Gift in Contemplation of Death

In the recent case of King v The Chiltern Dog Rescue and another, the Courts re-considered the requirements for a valid ‘gift in contemplation of death’ to be made and emphasised the narrow set of circumstances in which this doctrine applies.

This doctrine applies where:-

1)      A person contemplates their impending death for a specific reason, and

2)      That person makes a gift which is only intended to take effect if and when their contemplated death occurs. If that death does not occur as contemplated the gift fails to take effect, and

3)      The person making the gift delivers either physical possession of the gift, the means of accessing the gift or documents showing entitlement to possession of the gift.

In this case an aunt made a Will in 1998 leaving the bulk of her property and large part of her estate to animal charities. In 2007 the aunt’s nephew moved in with her to care for her. The nephew was told by his aunt that on her death he would receive her property in return for the care he provided her with. The aunt also put in writing that her nephew should receive the property and attempted to execute a Will to this effect. Neither pieces of written evidence were sufficient to constitute a valid Will and her 1998 Will therefore remained in force on her death.

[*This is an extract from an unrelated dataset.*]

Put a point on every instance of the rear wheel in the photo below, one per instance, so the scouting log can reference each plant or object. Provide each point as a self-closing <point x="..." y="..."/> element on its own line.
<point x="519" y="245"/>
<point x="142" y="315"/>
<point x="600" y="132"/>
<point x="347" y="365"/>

The Court held that a gift in anticipation of death had NOT been made because the aunt was not contemplating her death for a specific reason when she purported to make the gift. Further, the aunt continued to attempt to make the gift in writing and through the ineffective Will which was inconsistent with an irrevocable gift having already been made.

Therefore, in this case therefore only Condition 3 was satisfied and the charities received the property. This underlines the narrow nature of this doctrine and the importance of making a valid Will should intentions as to how property is to be inherited change.